His judgment, a burden I no longer bear,
As I rise above, shedding the weight of despair.
Chorus:
Estranged? Is that more palatable than disowned?
A heart torn asunder, left to wander alone.
In this sea of estrangement, I long for connection,
But the tide of rejection engulfs my reflection.
Bridge:
Through the chords of sorrow, I find my release,
In the healing power of self-belief.
No longer defined by his hurtful decree,
I'll create my own path, and I'll be free.
Chorus:
Estranged? Is that more palatable than disowned?
A heart torn asunder, left to wander alone.
In this sea of estrangement, I long for connection,
But the tide of rejection engulfs my reflection.
Outro:
In the echoes of silence, I'll find my way,
Strength and resilience, guiding me day by day.
For the scars of the past, I'll learn to let go,
As I embrace a future where my spirit will grow.
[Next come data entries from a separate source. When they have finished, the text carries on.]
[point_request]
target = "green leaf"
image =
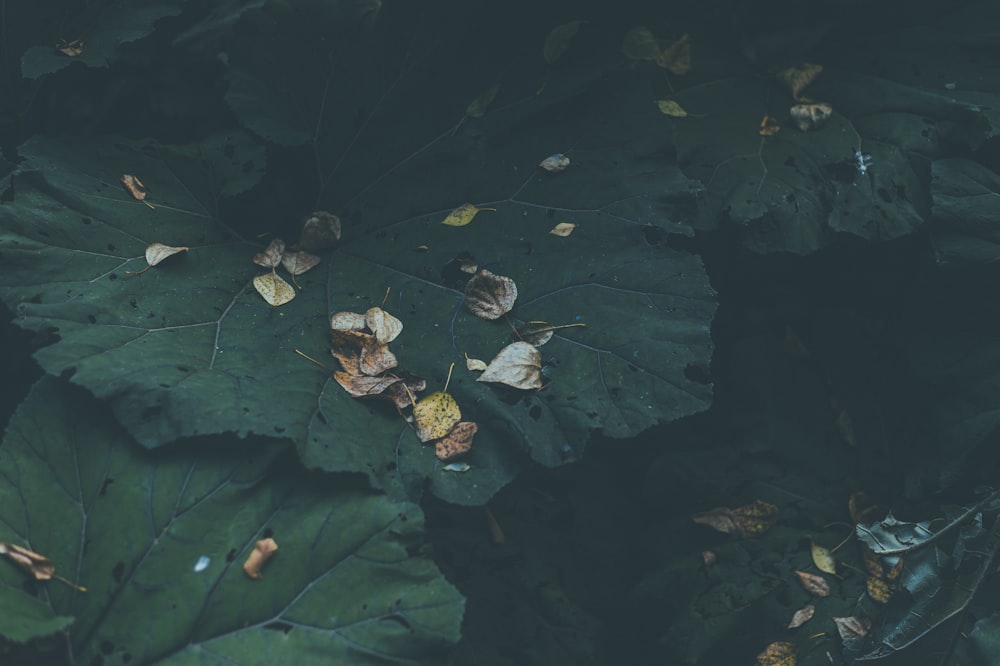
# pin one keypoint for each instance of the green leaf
(131, 526)
(23, 617)
(104, 26)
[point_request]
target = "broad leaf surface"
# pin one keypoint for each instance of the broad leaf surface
(188, 348)
(131, 524)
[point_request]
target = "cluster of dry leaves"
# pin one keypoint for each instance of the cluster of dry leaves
(754, 519)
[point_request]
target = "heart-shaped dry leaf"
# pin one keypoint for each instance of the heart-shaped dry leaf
(271, 256)
(490, 296)
(383, 325)
(519, 364)
(273, 289)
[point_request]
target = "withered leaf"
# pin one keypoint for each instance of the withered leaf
(347, 321)
(640, 44)
(676, 58)
(719, 519)
(461, 216)
(801, 616)
(800, 76)
(810, 116)
(852, 627)
(39, 566)
(456, 442)
(375, 357)
(435, 415)
(563, 229)
(559, 39)
(271, 256)
(519, 364)
(273, 289)
(755, 518)
(814, 584)
(779, 653)
(823, 559)
(258, 557)
(320, 231)
(490, 296)
(555, 162)
(383, 325)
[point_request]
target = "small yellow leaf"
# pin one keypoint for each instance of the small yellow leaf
(273, 289)
(462, 215)
(562, 229)
(258, 557)
(435, 415)
(670, 108)
(823, 559)
(555, 162)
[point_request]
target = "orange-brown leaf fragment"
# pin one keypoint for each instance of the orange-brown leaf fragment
(801, 616)
(320, 231)
(519, 364)
(456, 442)
(258, 557)
(814, 584)
(779, 653)
(852, 627)
(755, 518)
(435, 415)
(39, 566)
(271, 256)
(490, 296)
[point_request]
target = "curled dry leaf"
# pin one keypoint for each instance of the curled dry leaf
(462, 215)
(852, 627)
(823, 559)
(273, 289)
(801, 616)
(556, 162)
(490, 296)
(456, 442)
(383, 325)
(640, 44)
(258, 557)
(559, 39)
(814, 584)
(563, 229)
(810, 116)
(435, 415)
(800, 76)
(348, 321)
(320, 231)
(271, 256)
(676, 58)
(779, 653)
(519, 364)
(39, 566)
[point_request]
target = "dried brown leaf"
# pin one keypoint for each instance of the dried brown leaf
(490, 296)
(258, 557)
(801, 616)
(456, 442)
(519, 364)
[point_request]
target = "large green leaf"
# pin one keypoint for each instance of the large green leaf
(345, 586)
(188, 348)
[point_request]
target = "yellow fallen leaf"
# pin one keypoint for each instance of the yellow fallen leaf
(258, 557)
(462, 215)
(435, 415)
(562, 229)
(823, 559)
(273, 289)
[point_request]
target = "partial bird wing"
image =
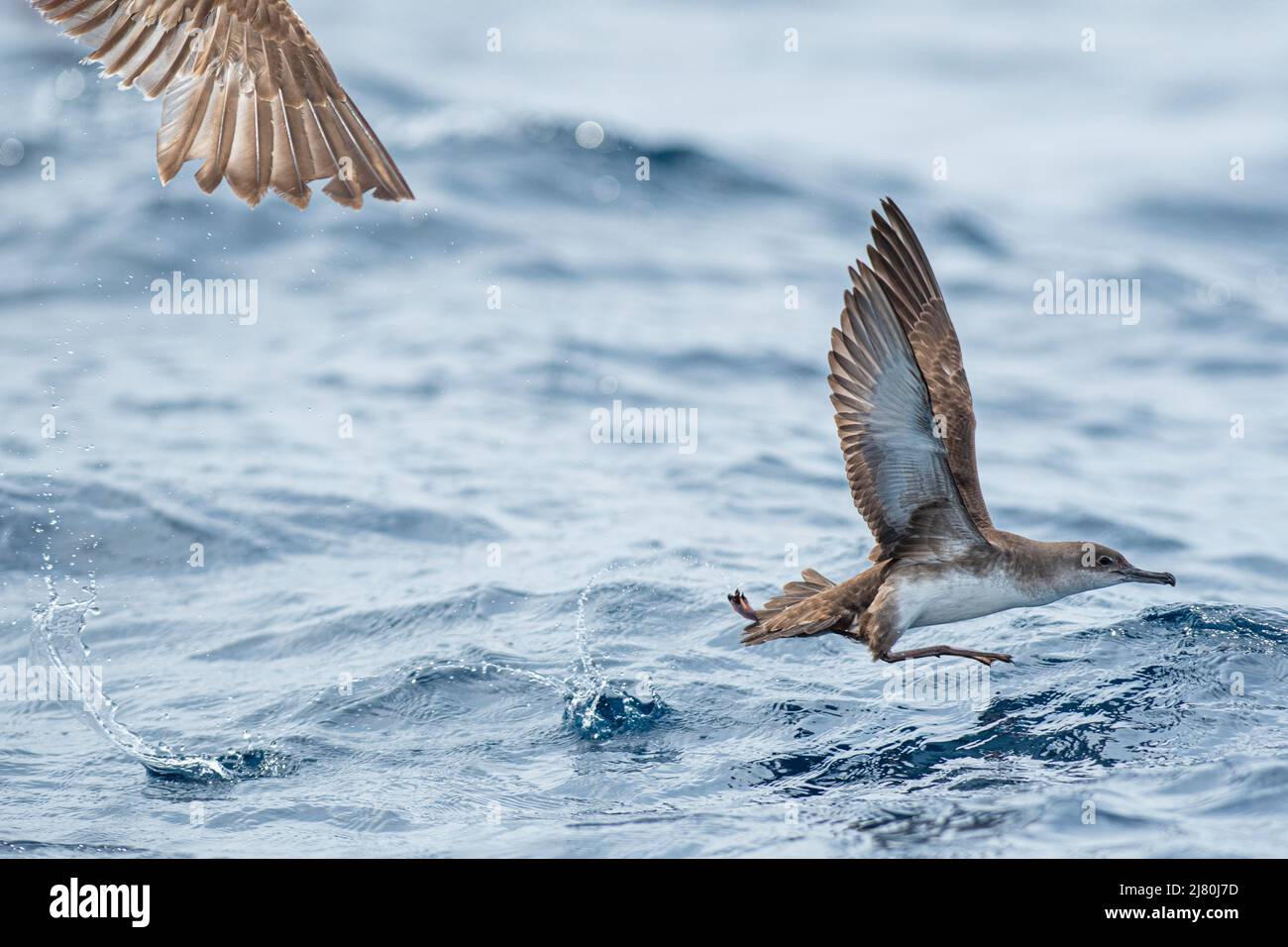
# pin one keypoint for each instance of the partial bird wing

Dave replying in the comments.
Danielle Muscato
David R. Whitlock correct. I've been asking to meet with my parents to talk and try to work this out for 6 months and they have refused, even with their attorneys present, even over video chat.
Translation: I've been trying to extort my parents for 6 months and they refuse to speak to me. I continue to harrass and slander them both online and in person and nothing works.
 
I used to think Muscato wouldn't have the guts to actually hurt anyone physically, but if the drug use accelerates or isn't fed enough I wouldn't be surprised if something real bad happened to someone.
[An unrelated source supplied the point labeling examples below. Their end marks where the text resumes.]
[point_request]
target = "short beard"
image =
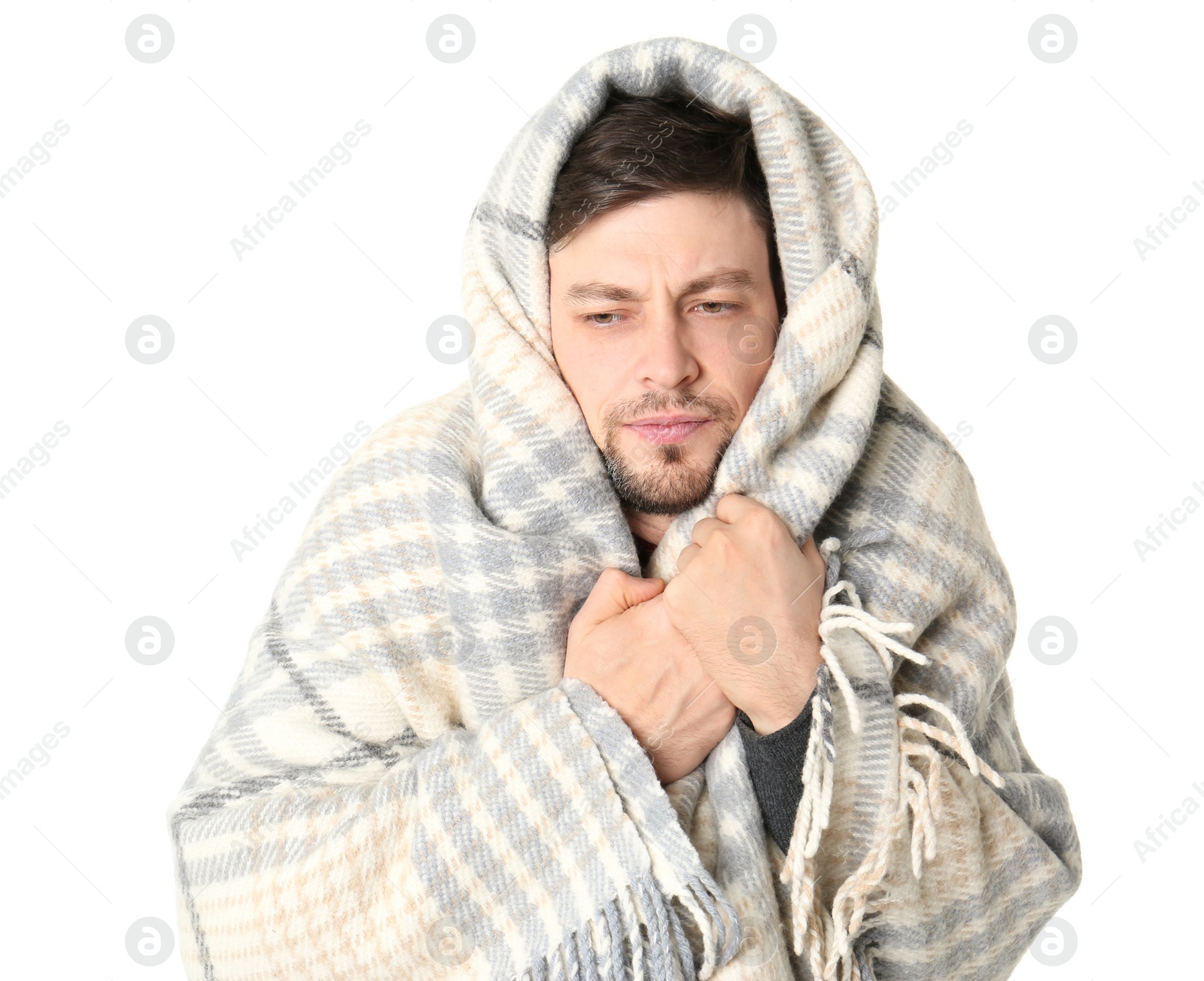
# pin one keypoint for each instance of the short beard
(665, 484)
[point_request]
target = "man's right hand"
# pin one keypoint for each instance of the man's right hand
(623, 644)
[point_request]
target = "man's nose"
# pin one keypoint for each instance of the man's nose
(664, 357)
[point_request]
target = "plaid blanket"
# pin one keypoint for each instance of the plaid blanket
(403, 785)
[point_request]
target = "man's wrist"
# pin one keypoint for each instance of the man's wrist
(774, 713)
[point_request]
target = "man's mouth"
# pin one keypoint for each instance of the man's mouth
(662, 430)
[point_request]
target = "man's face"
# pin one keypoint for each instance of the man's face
(662, 323)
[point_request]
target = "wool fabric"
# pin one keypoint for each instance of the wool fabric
(403, 785)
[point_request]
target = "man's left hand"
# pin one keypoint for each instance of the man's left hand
(748, 600)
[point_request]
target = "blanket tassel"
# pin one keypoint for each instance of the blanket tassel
(635, 936)
(828, 937)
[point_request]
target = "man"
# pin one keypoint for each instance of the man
(686, 228)
(558, 648)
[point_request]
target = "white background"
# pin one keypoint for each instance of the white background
(280, 354)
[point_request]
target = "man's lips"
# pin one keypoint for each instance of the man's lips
(660, 430)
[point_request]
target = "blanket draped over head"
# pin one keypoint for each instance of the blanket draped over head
(403, 785)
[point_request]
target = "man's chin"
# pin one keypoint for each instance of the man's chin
(664, 479)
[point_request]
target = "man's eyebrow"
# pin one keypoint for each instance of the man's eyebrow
(582, 294)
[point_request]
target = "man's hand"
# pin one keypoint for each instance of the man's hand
(748, 601)
(623, 644)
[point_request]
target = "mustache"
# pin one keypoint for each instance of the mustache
(682, 400)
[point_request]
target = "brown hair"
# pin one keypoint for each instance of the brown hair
(648, 146)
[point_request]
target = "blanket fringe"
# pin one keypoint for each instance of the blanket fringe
(828, 937)
(634, 937)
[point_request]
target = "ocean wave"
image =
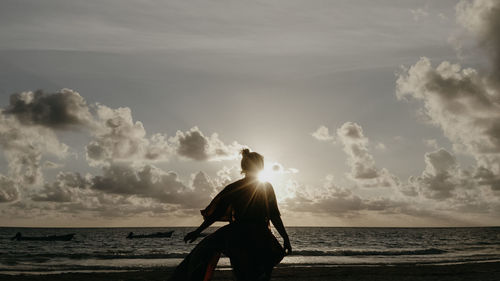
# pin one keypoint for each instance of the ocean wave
(84, 256)
(429, 251)
(12, 259)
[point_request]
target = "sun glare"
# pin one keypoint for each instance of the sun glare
(265, 175)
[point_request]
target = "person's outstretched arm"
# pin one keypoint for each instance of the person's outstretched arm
(191, 236)
(278, 224)
(275, 216)
(219, 204)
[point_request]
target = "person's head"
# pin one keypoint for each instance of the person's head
(251, 162)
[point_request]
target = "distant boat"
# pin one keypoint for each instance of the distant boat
(20, 237)
(167, 234)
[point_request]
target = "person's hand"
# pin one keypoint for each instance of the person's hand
(288, 247)
(191, 236)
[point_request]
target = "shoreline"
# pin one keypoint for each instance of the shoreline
(484, 271)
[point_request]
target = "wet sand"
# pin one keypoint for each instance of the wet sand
(474, 271)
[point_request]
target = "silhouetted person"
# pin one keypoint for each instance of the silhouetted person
(247, 240)
(17, 236)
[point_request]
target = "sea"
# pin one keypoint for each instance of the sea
(108, 249)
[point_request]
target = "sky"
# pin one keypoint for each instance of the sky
(133, 113)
if his parents were stupid enough to let him back into their lives i could definitely see him hurting (or trying to hurt) a family member in one of his histrionic tantrums.

out in the real world i think he's mostly a threat to himself... even the frailest transphobe could fend him off. it's only in the psychic pressure-cooker of the family home i think he could reach the necessary temperature
 
if his parents were stupid enough to let him back into their lives i could definitely see him hurting (or trying to hurt) a family member in one of his histrionic tantrums.

out in the real world i think he's mostly a threat to himself... even the frailest transphobe could fend him off. it's only in the psychic pressure-cooker of the family home i think he could reach the necessary temperature
Considering how much he hassles them about money he feels entitled to and keeps 'running into' them in public, maybe it's close to that snapping point.